Флешмоб "Классика в душе героя"
Автор: Гилберт СавьеПрекрасное соединение двух абстрактных вещей - музыки и философии - предложилаЯ.Эм в замечательном флешмобе.
Мои герои чаще размышляют о религии, чем о философии, а вот классической музыки много, да. На ней и остановлюсь.)
Дверь закрылась. Ключ сухо щелкнул в замке, закрывая дорогу во внешний мир, а Мишель все так же стоял посреди комнаты, прижимая к груди скрипку. Когда шаги в доме стихли, он подошел к окну и прислушался. Вход был с другой стороны, потому он не мог бы увидеть, как мсье садится на лошадь, как отъезжает, зато услышал удаляющийся конский топот.
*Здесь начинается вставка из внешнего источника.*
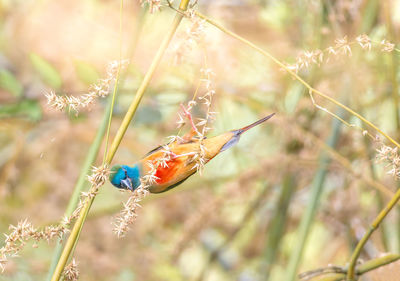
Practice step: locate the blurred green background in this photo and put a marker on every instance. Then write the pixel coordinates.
(240, 219)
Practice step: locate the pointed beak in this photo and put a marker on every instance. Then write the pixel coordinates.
(127, 184)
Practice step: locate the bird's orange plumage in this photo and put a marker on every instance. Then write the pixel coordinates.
(183, 165)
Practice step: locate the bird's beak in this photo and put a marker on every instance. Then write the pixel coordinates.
(127, 184)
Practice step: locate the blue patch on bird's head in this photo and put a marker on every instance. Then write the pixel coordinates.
(125, 177)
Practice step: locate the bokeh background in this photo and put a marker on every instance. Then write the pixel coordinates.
(238, 220)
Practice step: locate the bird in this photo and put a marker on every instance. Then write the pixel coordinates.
(173, 163)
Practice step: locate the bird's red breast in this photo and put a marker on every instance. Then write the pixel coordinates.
(181, 163)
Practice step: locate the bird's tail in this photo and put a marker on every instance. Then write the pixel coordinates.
(244, 129)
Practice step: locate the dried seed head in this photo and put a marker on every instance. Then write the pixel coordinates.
(71, 271)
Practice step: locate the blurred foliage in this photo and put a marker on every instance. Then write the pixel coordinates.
(209, 226)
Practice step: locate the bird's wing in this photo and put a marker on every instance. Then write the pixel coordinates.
(174, 170)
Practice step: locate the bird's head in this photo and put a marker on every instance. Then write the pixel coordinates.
(125, 177)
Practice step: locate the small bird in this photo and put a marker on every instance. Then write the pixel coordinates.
(173, 163)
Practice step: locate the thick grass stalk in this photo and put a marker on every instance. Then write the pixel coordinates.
(297, 77)
(72, 239)
(312, 205)
(278, 223)
(80, 184)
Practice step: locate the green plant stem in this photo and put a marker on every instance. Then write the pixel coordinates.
(375, 224)
(339, 273)
(80, 184)
(74, 236)
(245, 219)
(297, 77)
(307, 219)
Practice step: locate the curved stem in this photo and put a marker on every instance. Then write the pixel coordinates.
(72, 239)
(296, 76)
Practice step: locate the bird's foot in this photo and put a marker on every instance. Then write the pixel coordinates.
(194, 130)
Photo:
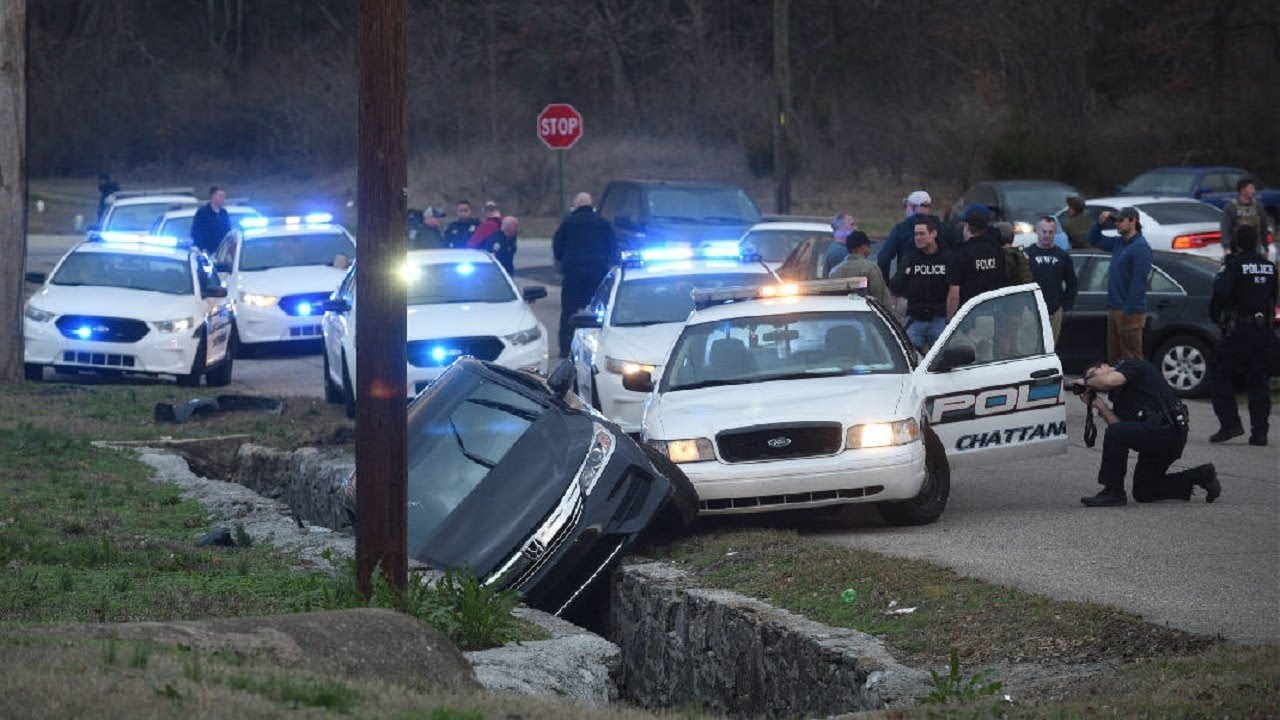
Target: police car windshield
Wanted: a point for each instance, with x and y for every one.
(647, 301)
(293, 250)
(132, 272)
(782, 347)
(460, 282)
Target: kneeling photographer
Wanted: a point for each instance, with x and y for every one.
(1146, 417)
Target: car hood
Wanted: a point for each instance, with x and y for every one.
(465, 319)
(647, 345)
(115, 302)
(289, 281)
(848, 399)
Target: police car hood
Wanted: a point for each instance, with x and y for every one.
(469, 319)
(115, 302)
(848, 400)
(291, 281)
(647, 345)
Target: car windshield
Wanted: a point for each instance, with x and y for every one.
(455, 442)
(782, 347)
(460, 282)
(118, 269)
(775, 245)
(138, 218)
(293, 250)
(1180, 213)
(702, 205)
(647, 301)
(1155, 183)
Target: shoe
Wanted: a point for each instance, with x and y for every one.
(1106, 499)
(1226, 433)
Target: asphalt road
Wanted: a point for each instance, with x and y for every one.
(1210, 569)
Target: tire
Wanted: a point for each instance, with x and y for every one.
(197, 365)
(348, 391)
(928, 505)
(332, 392)
(1183, 361)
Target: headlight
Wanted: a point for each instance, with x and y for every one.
(181, 324)
(597, 458)
(259, 300)
(626, 367)
(524, 337)
(882, 434)
(695, 450)
(37, 315)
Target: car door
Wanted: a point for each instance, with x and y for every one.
(993, 390)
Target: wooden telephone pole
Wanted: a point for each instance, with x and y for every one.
(13, 185)
(382, 464)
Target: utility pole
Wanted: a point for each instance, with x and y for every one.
(13, 185)
(782, 106)
(382, 464)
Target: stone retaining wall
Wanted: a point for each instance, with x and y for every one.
(730, 654)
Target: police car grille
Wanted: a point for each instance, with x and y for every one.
(304, 304)
(101, 329)
(443, 351)
(780, 442)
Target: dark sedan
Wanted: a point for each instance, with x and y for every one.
(511, 475)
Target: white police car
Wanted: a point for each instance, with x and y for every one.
(460, 302)
(136, 210)
(280, 270)
(131, 304)
(813, 400)
(638, 311)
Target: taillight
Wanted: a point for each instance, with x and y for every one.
(1198, 240)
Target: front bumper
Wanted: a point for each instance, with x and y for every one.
(854, 475)
(156, 352)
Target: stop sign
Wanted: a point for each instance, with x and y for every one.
(560, 126)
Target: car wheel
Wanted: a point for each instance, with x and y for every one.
(197, 367)
(332, 392)
(1183, 361)
(348, 391)
(928, 505)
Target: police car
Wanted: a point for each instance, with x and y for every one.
(280, 270)
(131, 304)
(461, 302)
(638, 311)
(789, 396)
(136, 210)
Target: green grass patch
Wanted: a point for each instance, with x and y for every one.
(984, 623)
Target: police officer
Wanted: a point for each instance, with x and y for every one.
(1244, 300)
(1146, 417)
(583, 247)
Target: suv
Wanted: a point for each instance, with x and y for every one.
(645, 213)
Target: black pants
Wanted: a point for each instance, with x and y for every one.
(1244, 351)
(575, 294)
(1157, 449)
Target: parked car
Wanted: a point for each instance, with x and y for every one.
(650, 213)
(513, 477)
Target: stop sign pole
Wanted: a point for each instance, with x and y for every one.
(560, 126)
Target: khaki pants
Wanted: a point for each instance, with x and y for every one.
(1124, 335)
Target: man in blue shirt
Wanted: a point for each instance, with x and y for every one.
(1127, 281)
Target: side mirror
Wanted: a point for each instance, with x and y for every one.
(638, 382)
(585, 320)
(336, 305)
(562, 378)
(955, 356)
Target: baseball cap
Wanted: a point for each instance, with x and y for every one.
(919, 197)
(977, 215)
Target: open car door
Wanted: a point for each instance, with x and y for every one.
(992, 383)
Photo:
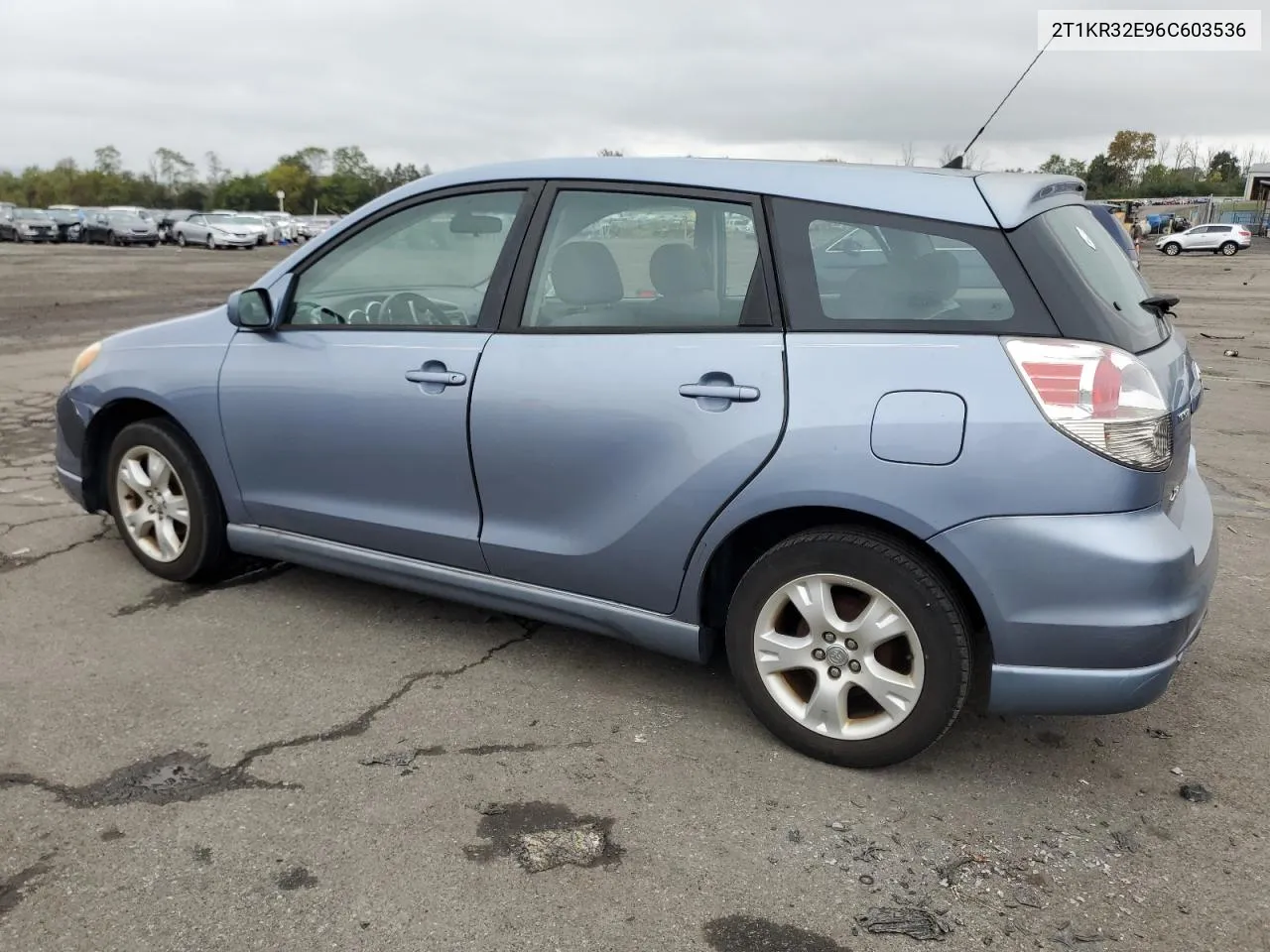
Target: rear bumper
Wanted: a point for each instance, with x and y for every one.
(1088, 613)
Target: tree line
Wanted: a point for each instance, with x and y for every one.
(333, 180)
(1143, 166)
(338, 180)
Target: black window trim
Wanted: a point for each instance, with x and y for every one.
(1030, 317)
(756, 315)
(490, 307)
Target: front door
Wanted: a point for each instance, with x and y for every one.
(349, 422)
(636, 384)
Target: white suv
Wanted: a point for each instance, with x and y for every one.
(1225, 239)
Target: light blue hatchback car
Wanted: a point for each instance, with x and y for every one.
(885, 433)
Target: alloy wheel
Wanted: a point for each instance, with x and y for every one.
(153, 504)
(838, 656)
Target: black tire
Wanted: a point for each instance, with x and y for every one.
(913, 584)
(206, 556)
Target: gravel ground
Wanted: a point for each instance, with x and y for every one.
(299, 762)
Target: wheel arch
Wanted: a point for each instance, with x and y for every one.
(746, 542)
(105, 425)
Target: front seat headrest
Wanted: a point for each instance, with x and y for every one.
(584, 273)
(679, 270)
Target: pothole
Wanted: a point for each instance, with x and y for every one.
(544, 837)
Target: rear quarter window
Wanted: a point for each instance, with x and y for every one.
(851, 270)
(1086, 281)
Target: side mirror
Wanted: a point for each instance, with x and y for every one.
(250, 309)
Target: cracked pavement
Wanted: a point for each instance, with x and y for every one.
(293, 761)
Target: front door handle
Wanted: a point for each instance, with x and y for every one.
(719, 391)
(445, 379)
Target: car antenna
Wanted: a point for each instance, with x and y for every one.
(959, 160)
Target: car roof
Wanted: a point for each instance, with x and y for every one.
(969, 197)
(996, 199)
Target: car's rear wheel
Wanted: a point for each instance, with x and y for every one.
(166, 503)
(849, 647)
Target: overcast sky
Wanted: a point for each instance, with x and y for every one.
(467, 81)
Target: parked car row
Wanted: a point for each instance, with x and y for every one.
(134, 225)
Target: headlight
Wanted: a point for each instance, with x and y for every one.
(85, 359)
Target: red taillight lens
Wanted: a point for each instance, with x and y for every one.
(1100, 397)
(1107, 381)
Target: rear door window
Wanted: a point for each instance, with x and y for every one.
(849, 270)
(1088, 284)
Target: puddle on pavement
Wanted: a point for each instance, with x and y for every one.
(751, 933)
(22, 884)
(541, 837)
(172, 778)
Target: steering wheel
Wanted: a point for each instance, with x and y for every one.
(313, 306)
(414, 303)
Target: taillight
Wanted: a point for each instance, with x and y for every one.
(1100, 397)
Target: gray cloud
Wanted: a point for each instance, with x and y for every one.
(477, 80)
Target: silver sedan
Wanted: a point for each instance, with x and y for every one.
(214, 231)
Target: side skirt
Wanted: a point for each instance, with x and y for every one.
(648, 630)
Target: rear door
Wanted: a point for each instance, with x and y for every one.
(1205, 239)
(635, 385)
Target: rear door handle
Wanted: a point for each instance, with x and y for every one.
(719, 391)
(445, 379)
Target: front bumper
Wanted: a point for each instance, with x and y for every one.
(1088, 615)
(71, 434)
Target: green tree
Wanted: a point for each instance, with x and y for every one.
(1129, 153)
(107, 160)
(1058, 166)
(1224, 167)
(1101, 177)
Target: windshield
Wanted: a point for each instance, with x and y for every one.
(1089, 285)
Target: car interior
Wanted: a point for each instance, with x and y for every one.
(887, 275)
(685, 248)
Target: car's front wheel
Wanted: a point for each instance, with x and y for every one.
(849, 647)
(166, 503)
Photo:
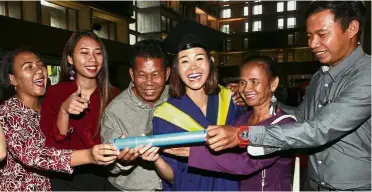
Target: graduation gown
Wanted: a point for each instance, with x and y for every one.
(193, 179)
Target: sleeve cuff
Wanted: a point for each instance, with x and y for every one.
(59, 137)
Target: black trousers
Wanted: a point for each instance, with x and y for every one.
(84, 178)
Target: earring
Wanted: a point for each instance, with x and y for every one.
(71, 73)
(273, 105)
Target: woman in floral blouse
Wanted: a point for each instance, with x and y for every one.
(2, 145)
(23, 79)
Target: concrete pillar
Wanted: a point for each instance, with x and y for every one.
(29, 11)
(122, 29)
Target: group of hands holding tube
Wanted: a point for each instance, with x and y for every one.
(218, 138)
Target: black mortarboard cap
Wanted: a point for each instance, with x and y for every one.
(188, 34)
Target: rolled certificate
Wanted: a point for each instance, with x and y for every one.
(161, 140)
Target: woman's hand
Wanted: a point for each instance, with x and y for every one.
(74, 104)
(103, 154)
(178, 151)
(222, 137)
(149, 153)
(237, 99)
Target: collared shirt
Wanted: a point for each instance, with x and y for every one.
(129, 115)
(335, 121)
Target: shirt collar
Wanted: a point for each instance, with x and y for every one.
(23, 107)
(139, 101)
(339, 69)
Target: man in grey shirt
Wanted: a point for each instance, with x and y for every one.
(130, 114)
(335, 117)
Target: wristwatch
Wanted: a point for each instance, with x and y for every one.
(243, 136)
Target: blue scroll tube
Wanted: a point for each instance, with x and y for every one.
(161, 140)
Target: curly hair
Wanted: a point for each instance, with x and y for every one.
(149, 49)
(344, 12)
(6, 68)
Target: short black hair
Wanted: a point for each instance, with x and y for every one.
(149, 49)
(7, 90)
(344, 12)
(270, 63)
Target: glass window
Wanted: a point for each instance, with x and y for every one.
(132, 39)
(246, 11)
(226, 13)
(246, 27)
(290, 55)
(58, 16)
(290, 39)
(104, 29)
(112, 31)
(280, 7)
(245, 43)
(257, 26)
(53, 14)
(163, 23)
(257, 9)
(132, 26)
(291, 5)
(14, 9)
(2, 8)
(53, 73)
(228, 44)
(72, 19)
(225, 28)
(291, 22)
(280, 23)
(11, 9)
(280, 55)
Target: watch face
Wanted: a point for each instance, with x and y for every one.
(244, 135)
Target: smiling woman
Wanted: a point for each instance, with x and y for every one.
(71, 110)
(24, 77)
(196, 94)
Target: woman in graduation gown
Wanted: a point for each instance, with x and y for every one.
(258, 82)
(197, 97)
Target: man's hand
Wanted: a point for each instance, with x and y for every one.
(222, 137)
(178, 151)
(128, 155)
(237, 99)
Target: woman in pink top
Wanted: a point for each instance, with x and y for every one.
(23, 79)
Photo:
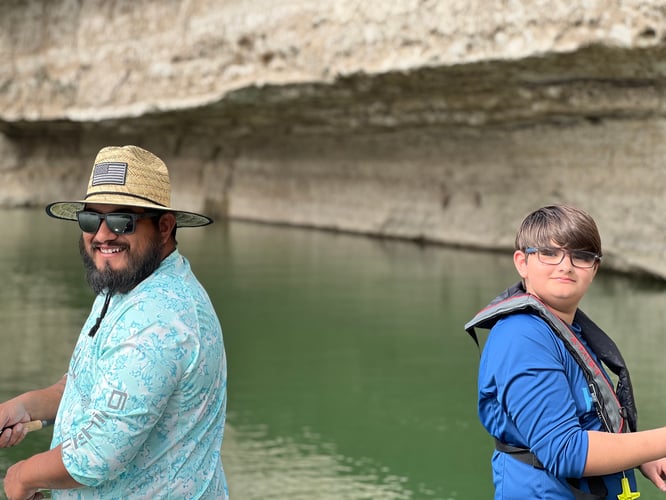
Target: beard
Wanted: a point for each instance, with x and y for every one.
(139, 267)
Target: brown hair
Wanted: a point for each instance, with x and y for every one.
(564, 225)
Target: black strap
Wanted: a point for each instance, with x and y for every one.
(597, 486)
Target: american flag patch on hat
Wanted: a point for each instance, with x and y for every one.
(109, 173)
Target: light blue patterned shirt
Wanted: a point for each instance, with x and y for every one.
(143, 412)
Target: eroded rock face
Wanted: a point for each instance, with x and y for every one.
(440, 121)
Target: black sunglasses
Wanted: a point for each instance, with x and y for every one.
(118, 222)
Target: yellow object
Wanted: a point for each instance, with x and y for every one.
(627, 494)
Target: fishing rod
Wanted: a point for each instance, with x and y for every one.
(33, 425)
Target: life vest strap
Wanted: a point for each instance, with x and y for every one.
(596, 483)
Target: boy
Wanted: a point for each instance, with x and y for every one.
(561, 430)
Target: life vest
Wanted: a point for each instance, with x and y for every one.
(616, 408)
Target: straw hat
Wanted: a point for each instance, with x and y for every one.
(129, 176)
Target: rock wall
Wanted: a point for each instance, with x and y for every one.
(440, 121)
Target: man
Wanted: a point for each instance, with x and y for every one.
(140, 412)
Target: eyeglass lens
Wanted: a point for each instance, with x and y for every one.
(579, 258)
(119, 223)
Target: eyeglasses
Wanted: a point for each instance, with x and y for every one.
(118, 222)
(553, 256)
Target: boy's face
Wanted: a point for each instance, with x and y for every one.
(560, 286)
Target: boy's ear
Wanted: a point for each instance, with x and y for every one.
(520, 261)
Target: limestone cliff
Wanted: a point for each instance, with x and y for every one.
(442, 121)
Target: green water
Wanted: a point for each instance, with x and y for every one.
(350, 375)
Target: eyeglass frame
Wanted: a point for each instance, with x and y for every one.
(133, 217)
(537, 251)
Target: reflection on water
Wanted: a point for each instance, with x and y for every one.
(350, 375)
(303, 466)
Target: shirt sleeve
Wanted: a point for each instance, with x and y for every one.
(138, 369)
(524, 372)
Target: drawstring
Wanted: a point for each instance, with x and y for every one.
(95, 327)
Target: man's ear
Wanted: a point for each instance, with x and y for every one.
(166, 224)
(520, 261)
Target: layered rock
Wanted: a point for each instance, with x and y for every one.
(441, 121)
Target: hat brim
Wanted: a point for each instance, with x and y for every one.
(66, 210)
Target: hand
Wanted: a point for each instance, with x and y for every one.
(12, 417)
(655, 471)
(14, 489)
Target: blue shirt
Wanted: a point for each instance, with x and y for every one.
(143, 411)
(533, 394)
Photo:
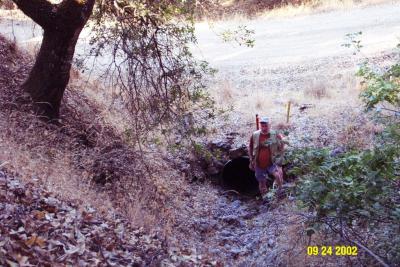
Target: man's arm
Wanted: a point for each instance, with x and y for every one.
(281, 146)
(251, 145)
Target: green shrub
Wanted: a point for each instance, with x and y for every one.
(355, 192)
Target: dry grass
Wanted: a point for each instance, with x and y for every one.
(317, 6)
(85, 160)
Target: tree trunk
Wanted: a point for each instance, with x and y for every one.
(62, 23)
(50, 74)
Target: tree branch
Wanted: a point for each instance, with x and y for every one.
(40, 11)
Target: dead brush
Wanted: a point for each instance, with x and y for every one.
(82, 159)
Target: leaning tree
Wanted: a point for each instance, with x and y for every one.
(146, 43)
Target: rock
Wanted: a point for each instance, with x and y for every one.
(271, 243)
(238, 152)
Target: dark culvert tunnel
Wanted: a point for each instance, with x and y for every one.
(237, 176)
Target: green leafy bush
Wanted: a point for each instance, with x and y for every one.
(355, 193)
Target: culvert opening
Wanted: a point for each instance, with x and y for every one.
(236, 175)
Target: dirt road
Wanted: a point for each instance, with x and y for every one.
(302, 38)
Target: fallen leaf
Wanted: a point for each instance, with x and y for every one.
(40, 215)
(40, 242)
(31, 241)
Он не решился играть сразу, но сейчас, когда полная тишина окутала дом и прилегающие к нему окресности, с волнительным упоением устроил скрипку на плече, поднял смычок... и тут же с досадой опустил его. Мсье хотел услышать "Орфея и Эвридику", а он совсем-совсем ничего не помнил. Только-только возникшая ниточка надежды на прощение оборвалась, и все опять из-за него. Может быть, если успокоиться и сосредоточиться, что не удавалось сделать в присутствии мсье, тогда он вспомнит?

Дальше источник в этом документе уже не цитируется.